TABLEAU 11: Prix des poissons: vente dans les voisinages

PRODUITSPRIX UNITAIRE MOYEN (FRW/KG)
Farine:356
Isambaza séché:301
Isambaza congelé entier: (*)-
Isambaza congelé traité: (*)-

(*) ces 2 produits ne sont vendus que dans les pêcheries

Le troisième cas concerne la chaîne la plus compliquée présentant le plus grand nombre d'intermédiaires. Par conséquent, au coût de production, coût de transformation et marge commerciale s'ajoute le coût de transport. Ainsi les prix sont encore plus élevés (TABLEAU 12).

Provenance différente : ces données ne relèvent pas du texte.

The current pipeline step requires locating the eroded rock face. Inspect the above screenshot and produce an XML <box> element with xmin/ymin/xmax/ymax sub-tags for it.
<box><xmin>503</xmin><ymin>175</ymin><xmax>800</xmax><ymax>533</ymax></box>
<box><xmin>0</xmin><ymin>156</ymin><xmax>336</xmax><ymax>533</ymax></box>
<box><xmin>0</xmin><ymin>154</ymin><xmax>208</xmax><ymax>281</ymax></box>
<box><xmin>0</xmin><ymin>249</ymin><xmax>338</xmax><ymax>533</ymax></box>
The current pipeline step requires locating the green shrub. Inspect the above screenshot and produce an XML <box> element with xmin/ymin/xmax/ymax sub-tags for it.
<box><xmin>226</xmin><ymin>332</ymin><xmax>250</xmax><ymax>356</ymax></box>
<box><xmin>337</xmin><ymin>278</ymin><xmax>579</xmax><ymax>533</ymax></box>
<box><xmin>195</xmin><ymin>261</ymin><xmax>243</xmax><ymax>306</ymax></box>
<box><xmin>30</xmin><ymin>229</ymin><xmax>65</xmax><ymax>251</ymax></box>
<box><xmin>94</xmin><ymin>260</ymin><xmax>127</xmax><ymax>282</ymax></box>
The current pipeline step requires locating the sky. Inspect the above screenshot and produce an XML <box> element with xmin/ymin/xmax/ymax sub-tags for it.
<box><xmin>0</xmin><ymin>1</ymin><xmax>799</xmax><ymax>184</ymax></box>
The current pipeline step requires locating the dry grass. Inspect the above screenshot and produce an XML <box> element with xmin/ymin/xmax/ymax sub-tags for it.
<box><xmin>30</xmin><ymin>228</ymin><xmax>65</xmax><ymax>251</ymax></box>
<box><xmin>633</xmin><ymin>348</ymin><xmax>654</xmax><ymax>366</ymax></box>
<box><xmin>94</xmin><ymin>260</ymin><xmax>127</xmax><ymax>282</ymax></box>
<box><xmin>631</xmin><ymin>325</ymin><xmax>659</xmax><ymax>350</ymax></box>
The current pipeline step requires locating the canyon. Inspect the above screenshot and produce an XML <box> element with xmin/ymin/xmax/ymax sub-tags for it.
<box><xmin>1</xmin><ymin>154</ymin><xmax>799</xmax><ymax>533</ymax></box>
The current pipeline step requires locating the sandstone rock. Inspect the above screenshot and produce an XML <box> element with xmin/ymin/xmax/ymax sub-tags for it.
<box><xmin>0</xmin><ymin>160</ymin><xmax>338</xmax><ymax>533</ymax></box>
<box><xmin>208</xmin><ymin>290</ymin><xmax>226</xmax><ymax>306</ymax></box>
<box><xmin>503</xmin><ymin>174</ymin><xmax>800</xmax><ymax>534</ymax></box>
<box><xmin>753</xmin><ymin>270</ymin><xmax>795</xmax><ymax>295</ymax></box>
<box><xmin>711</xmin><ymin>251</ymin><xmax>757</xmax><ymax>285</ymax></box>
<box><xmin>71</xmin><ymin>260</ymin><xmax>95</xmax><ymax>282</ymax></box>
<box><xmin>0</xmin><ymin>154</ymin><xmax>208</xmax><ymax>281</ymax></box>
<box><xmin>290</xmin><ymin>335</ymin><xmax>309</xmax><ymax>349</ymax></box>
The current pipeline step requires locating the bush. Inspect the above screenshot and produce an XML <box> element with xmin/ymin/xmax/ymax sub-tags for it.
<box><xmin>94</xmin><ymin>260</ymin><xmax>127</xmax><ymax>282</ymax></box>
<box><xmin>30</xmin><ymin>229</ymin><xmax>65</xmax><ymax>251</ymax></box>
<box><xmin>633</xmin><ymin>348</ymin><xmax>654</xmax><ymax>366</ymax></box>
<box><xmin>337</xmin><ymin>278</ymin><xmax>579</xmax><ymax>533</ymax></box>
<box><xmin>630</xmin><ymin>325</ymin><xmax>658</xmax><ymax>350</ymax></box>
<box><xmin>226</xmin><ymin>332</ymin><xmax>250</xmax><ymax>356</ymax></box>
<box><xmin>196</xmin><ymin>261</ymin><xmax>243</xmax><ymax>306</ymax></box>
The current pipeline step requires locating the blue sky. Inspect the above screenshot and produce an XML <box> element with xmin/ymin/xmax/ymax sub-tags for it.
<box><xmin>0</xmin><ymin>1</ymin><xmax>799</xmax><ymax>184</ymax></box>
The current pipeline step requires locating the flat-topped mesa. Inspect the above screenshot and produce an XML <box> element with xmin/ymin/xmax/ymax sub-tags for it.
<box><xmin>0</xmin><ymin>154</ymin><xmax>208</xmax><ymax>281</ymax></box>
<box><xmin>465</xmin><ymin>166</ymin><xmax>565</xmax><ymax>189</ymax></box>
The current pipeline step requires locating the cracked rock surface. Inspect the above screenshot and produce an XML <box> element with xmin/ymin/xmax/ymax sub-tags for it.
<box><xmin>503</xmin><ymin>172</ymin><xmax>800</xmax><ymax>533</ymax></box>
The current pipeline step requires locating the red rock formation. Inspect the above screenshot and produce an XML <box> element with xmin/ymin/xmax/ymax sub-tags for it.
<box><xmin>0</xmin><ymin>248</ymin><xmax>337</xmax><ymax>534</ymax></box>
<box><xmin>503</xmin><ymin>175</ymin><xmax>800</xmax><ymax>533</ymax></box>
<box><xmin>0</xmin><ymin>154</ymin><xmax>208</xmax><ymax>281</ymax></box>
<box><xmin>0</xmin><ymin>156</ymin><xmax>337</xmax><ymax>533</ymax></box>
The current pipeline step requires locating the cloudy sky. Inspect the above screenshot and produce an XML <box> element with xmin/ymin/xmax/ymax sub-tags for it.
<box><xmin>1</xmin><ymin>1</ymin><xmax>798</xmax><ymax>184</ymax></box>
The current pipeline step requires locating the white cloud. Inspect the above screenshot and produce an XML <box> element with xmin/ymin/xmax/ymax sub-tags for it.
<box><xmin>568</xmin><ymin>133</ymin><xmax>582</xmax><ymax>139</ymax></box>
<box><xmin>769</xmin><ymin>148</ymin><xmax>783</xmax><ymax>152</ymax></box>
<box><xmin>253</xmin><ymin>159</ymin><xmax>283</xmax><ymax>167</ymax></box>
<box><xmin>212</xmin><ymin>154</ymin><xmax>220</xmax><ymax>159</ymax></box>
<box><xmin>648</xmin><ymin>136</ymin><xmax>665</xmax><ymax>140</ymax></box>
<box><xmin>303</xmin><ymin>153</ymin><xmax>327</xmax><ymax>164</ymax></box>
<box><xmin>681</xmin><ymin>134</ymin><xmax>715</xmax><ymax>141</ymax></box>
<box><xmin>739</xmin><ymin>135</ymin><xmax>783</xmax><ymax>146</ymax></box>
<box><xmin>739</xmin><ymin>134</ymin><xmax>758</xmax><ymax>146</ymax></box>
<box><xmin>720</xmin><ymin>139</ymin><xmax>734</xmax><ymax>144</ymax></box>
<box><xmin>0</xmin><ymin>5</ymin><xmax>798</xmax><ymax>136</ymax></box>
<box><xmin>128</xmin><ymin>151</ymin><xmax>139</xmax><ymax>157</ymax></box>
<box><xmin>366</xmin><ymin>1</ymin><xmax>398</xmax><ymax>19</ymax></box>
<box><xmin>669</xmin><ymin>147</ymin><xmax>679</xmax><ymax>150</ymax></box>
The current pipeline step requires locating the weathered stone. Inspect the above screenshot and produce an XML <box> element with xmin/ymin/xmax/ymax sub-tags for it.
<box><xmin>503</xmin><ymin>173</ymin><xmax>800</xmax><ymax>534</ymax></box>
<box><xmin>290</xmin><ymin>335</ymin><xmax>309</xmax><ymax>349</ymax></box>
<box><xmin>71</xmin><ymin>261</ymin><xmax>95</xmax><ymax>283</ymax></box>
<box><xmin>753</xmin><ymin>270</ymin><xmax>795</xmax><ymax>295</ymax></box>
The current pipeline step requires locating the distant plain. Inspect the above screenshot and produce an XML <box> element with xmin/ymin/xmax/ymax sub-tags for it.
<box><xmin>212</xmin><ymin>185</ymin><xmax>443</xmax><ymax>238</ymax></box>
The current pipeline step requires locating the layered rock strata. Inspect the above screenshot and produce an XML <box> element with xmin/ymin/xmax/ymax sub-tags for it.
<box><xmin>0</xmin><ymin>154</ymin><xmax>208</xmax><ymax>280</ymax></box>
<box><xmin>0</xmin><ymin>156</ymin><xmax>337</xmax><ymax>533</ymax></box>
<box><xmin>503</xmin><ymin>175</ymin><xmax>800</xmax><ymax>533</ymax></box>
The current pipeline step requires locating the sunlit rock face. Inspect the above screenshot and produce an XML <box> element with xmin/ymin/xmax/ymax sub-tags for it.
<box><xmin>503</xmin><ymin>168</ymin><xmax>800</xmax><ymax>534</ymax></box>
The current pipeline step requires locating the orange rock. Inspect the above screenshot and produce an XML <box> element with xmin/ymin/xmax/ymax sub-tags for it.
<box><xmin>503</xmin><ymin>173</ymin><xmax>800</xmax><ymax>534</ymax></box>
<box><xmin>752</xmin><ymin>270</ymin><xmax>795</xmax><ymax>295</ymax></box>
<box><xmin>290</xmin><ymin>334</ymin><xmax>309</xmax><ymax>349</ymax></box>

TABLEAU 12: Prix des poissons: points de vente éloignés

PRODUITSPRIX UNITAIRE MOYEN (EN FRW/KG)
Farine:359 (en détail: 388)
Isambaza séché:335
Isambaza congelé entier:166
Isambaza congelé traité:347
Ndagala:400

Nous pouvons ainsi conclure que les prix des poissons au niveau des consommateurs sont conditionnés essentiellement par la structure plus ou moins compliquée de la chaîne de distribution. Ainsi nous pouvons dire que plus d'intermédiaires entraînent un coût plus élevé et contribuent finalement à l'augmentation des prix.

Les prix des produits de la pêche sont très élevés dès que la distance qui sépare les 2 extrémités de la chaîne (producteurs et consommateurs) est plus grande. Il est cependant évident que les poissons sont vendus plus chers dans les villes éloignés des plans d'eau naturels et des étangs de pisciculture.